Highly commended by judges this year was Rebecca Conway, for her proposal ‘Aftermath, Nepal’, which seeks to document historic civilian trauma in central Nepal. Conway wants to focus on the impact on the mental health of communities in two districts in central Nepal, following the ten-year Maoist insurgency and conflict against government forces, where there have been some 60,000 complaints of human rights violations, 17,000 deaths and 1,500 disappearances. Conway receives £600 seed funding from the Trust towards her project.
Also shortlisted from more than 80 applications were Chris King, Anita Staff and Will Templeton. Ten longlisted applicants gain access to the Trust’s Development Network, which disburses small grants towards education, training and practice development.

Janet Vassie, Rebecca’s mother and one of the judges, said: “Jamie’s recognition for winning this award is so deserved. It’s a great story that needs to be told and his passion shines through. Having that will and determination to apply every year has paid off. Well done Jamie, I look forward to following your story.”
The first Rebecca Vassie Memorial Award (initially annual and now biennial), was won by James Arthur Allen in 2016, who documented the Circassians, a little-known Islamic community in Israel. Four images from his collection were shortlisted for the 161st edition of the Royal Photographic Society’s International Photography Exhibition.
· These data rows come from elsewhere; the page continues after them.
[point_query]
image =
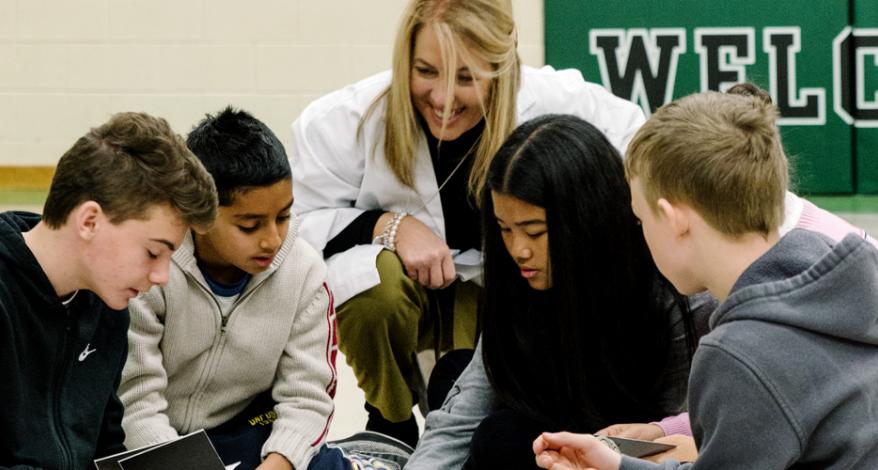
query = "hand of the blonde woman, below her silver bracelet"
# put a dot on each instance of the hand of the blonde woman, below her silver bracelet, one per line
(426, 257)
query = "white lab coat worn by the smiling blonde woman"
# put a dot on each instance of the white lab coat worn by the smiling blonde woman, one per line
(337, 174)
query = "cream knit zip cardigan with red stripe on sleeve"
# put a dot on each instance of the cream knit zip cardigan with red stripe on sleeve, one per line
(186, 371)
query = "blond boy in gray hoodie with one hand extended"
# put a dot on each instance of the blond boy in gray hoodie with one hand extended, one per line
(788, 375)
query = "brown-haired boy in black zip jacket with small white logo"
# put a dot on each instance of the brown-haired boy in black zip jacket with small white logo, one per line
(119, 204)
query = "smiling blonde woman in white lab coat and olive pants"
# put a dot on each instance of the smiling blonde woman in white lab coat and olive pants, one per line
(385, 175)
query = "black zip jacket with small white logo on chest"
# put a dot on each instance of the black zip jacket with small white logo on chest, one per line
(60, 365)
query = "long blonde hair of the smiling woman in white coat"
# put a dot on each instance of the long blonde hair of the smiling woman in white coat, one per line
(485, 28)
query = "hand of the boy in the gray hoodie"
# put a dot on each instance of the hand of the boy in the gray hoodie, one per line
(568, 451)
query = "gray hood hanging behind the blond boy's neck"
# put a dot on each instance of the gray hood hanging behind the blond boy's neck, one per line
(782, 287)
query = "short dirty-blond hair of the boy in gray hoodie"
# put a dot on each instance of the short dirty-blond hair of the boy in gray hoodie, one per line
(721, 154)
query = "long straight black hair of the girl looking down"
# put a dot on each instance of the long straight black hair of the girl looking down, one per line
(593, 349)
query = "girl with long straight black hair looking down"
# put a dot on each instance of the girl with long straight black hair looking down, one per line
(580, 331)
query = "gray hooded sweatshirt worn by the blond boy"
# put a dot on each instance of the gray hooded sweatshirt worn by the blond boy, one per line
(788, 375)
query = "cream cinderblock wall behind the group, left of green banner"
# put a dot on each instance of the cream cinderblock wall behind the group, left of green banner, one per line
(67, 65)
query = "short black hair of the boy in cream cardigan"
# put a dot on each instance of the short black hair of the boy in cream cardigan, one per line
(239, 151)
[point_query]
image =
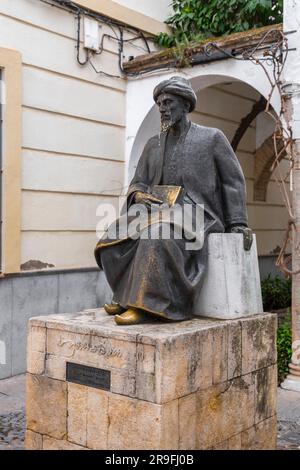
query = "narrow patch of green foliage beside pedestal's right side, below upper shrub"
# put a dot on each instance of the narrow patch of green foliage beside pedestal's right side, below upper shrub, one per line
(284, 349)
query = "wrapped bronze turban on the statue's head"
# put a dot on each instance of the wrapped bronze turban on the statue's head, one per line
(177, 86)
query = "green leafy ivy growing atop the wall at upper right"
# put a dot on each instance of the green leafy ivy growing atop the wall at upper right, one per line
(200, 19)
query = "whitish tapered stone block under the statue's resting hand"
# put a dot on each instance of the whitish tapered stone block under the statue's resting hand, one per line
(231, 288)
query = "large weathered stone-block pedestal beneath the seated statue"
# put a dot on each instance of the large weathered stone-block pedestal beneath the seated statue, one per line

The 2017 Award funded Kirsty Mackay’s project ‘The Fish That Never Swam’, investigating the fraught relationship between health and social housing in Glasgow; six images from this collection have been acquired for the national collection of National Galleries Scotland. For the 2018 Award, photographer Chrystal Ding travelled to Rwanda to document the therapeutic process for survivors of the 1994 genocide. Her resulting set, ‘Yours is Going to Be Healed As Well’, was published by the BBC. Laura Page, who won in 2020, created ‘The Hidden Depths’, portraits and stories of older Britons which subvert ageist stereotypes and shine fresh light on later life. The work has been showcased on the BBC and was exhibited in Sheffield earlier this year.